Wer entwickelt Eßstörungen?

Während ein angemessenes Interesse am eigenen Aussehen normal ist, können Eßstörungen entstehen, wenn man von der Sorge um sein Aussehen besessen ist. Das wird in folgendem Interview deutlich.

ERWACHET!: Ann, warst du übergewichtig, als deine Probleme anfingen?

ANN: Nein, aber ich hatte einen Freund und wollte gut aussehen.

ERWACHET!: War deine Selbstachtung von deinem Aussehen abhängig?

ANN: Bestimmt. Wenn mich andere ansahen, überlegte ich immer, was sie wohl von mir dachten. Ich redete mir ständig ein, ich müsse die richtige Figur haben, um attraktiv zu sein.

ERWACHET!: Du warst also zufrieden mit dir, wenn du das Gefühl hattest, gut auszusehen?

ANN: Ganz sicher! Nahm ich zu, dann haßte ich mich. Wenn ich in den Spiegel schaute, dachte ich nicht an innere Werte.
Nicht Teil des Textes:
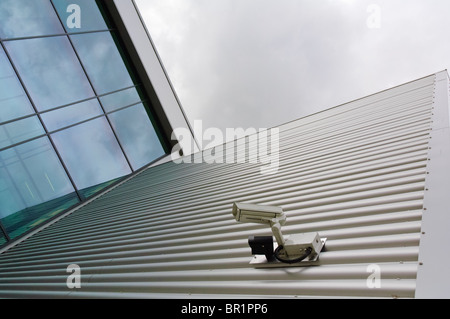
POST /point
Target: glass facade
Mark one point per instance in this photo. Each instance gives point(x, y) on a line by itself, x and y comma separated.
point(73, 116)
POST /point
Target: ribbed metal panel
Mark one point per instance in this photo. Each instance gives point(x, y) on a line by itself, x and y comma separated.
point(354, 173)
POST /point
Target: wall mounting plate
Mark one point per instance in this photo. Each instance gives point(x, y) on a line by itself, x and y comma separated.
point(260, 261)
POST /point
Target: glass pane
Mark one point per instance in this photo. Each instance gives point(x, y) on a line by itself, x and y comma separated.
point(2, 238)
point(137, 135)
point(103, 63)
point(54, 76)
point(22, 18)
point(33, 186)
point(19, 131)
point(71, 114)
point(13, 101)
point(91, 153)
point(80, 15)
point(119, 99)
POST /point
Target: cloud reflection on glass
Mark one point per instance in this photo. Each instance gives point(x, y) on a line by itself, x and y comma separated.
point(137, 135)
point(103, 63)
point(13, 101)
point(23, 18)
point(50, 70)
point(91, 153)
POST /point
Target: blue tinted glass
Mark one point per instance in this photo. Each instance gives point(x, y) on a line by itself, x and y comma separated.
point(13, 101)
point(19, 131)
point(80, 15)
point(50, 71)
point(2, 238)
point(119, 99)
point(20, 18)
point(33, 186)
point(91, 153)
point(71, 114)
point(137, 135)
point(103, 63)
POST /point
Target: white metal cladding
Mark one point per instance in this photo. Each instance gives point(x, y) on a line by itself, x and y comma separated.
point(354, 173)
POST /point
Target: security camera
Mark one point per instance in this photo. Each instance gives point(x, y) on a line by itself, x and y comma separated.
point(261, 214)
point(291, 250)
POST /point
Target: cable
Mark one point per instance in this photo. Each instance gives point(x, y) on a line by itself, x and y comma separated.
point(291, 261)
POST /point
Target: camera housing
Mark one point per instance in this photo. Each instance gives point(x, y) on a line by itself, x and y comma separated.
point(291, 250)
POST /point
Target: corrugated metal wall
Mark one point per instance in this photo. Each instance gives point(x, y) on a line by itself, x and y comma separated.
point(354, 173)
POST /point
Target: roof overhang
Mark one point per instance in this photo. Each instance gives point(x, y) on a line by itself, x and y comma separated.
point(151, 71)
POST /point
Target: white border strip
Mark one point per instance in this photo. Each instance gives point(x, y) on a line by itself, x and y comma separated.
point(433, 276)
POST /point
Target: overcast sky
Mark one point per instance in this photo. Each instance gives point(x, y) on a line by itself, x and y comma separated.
point(261, 63)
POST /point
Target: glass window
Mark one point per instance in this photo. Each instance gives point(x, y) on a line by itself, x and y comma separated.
point(23, 18)
point(13, 101)
point(80, 15)
point(137, 135)
point(91, 153)
point(19, 131)
point(119, 99)
point(33, 186)
point(50, 71)
point(69, 115)
point(103, 63)
point(2, 238)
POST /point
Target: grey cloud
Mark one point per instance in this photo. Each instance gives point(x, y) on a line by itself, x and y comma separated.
point(262, 63)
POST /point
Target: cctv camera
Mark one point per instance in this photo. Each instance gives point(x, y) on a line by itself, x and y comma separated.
point(249, 213)
point(261, 214)
point(291, 250)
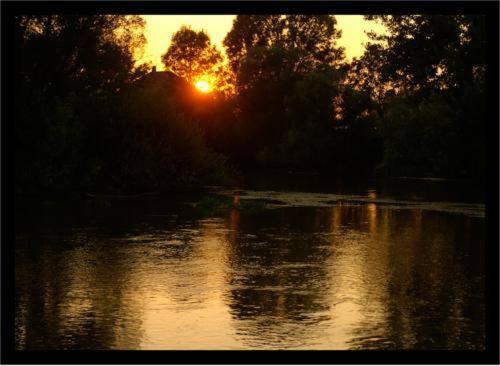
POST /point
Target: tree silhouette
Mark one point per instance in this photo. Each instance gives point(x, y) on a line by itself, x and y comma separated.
point(191, 55)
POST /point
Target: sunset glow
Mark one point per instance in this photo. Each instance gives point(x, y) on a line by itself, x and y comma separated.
point(160, 28)
point(203, 86)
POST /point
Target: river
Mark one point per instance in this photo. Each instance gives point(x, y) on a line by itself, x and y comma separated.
point(363, 268)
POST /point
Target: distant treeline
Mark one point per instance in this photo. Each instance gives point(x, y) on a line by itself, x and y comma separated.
point(85, 120)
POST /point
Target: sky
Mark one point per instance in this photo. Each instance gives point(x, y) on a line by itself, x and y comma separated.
point(160, 28)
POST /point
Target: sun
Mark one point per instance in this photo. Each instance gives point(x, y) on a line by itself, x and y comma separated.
point(203, 86)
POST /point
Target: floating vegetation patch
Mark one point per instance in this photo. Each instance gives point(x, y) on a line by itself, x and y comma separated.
point(277, 199)
point(221, 204)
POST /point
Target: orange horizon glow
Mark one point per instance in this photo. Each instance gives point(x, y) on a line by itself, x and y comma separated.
point(160, 28)
point(203, 86)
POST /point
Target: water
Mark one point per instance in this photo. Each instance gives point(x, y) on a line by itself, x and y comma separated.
point(310, 270)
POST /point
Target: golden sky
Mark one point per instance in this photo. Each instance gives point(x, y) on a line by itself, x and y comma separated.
point(160, 28)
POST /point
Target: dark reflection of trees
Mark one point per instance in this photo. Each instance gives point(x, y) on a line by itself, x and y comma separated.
point(277, 276)
point(434, 284)
point(77, 272)
point(74, 300)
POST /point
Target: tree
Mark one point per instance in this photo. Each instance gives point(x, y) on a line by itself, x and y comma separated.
point(273, 56)
point(314, 35)
point(429, 52)
point(70, 71)
point(427, 73)
point(191, 55)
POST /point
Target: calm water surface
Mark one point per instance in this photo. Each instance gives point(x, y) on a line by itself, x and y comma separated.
point(310, 270)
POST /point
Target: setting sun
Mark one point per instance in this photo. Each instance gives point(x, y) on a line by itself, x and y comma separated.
point(203, 86)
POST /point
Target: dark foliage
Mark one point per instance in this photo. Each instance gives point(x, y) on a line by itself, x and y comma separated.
point(88, 119)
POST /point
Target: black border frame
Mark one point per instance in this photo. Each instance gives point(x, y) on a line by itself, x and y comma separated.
point(489, 356)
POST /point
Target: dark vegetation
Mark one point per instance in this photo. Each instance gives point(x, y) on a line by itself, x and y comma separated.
point(88, 119)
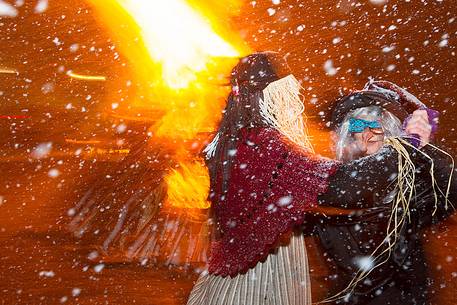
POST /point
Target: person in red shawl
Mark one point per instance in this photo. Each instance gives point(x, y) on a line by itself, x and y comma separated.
point(264, 178)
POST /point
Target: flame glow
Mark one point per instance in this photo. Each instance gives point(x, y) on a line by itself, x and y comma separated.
point(180, 63)
point(178, 37)
point(188, 187)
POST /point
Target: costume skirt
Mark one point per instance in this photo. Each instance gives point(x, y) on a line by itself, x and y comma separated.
point(283, 279)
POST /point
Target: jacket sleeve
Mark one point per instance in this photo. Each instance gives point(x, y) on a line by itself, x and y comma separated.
point(355, 183)
point(436, 199)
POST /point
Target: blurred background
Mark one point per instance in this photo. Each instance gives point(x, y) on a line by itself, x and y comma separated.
point(84, 82)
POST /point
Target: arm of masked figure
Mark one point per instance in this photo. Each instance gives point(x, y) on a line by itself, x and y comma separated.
point(364, 182)
point(436, 200)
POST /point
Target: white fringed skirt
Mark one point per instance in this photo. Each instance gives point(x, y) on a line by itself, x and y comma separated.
point(283, 279)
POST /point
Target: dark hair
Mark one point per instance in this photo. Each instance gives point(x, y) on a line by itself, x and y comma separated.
point(248, 78)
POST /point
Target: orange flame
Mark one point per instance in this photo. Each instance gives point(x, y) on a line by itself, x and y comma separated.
point(182, 62)
point(188, 187)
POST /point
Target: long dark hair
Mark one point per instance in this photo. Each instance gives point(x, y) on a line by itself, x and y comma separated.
point(248, 78)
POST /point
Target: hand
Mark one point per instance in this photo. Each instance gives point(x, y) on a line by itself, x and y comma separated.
point(419, 125)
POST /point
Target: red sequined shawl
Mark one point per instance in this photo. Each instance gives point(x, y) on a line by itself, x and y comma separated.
point(273, 183)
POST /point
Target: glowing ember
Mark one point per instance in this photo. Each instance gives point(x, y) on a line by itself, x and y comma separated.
point(8, 71)
point(178, 37)
point(86, 77)
point(188, 187)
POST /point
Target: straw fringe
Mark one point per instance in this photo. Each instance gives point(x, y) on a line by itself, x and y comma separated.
point(283, 109)
point(283, 279)
point(400, 213)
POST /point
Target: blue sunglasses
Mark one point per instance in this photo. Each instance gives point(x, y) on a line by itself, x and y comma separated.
point(359, 125)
Man weiß nicht, warum manche Eßstörungen entwickeln, während das bei anderen, die sich in einer ähnlichen Situation befinden, nicht der Fall ist. Kultur, Vererbung, Gesundheit oder biochemische Abnormalitäten und das familiäre Umfeld spielen offensichtlich eine Rolle. Doch gibt es gewisse Persönlichkeitsmerkmale, die wohl für die meisten Betroffenen kennzeichnend sind.

Perfektionismus

Als Gesamtheit gesehen neigen Eßgestörte zum Perfektionismus und stechen in der Schule oder am Arbeitsplatz durch hohe Leistungen hervor. Dr. Hilde Bruch, die über 130 Magersüchtige behandelt hat, beschreibt in ihrem Buch Der goldene Käfig die Gefühle, die für die Betroffenen typisch sind: „Du hast eine große Angst, nämlich gewöhnlich zu sein, Durchschnitt oder das Übliche — eben nicht gut genug. ... Du denkst, daß du nur dann etwas taugst, wenn du etwas ganz Besonderes tust, etwas so Großes und Hervorragendes, daß deine Eltern und andere Leute, an denen dir liegt, beeindruckt sind und dich bewundern werden.“

Lee, die an Magersucht litt, gesteht: „Ich versuchte, etwas Hervorragendes zu leisten; ich wollte bei allem, was ich tat, die Beste sein.“ Häufig äußert sich dieser Perfektionismus in dem übermächtigen Wunsch, anderen zu gefallen, d. h. das „beste Mädchen der Welt“ zu sein.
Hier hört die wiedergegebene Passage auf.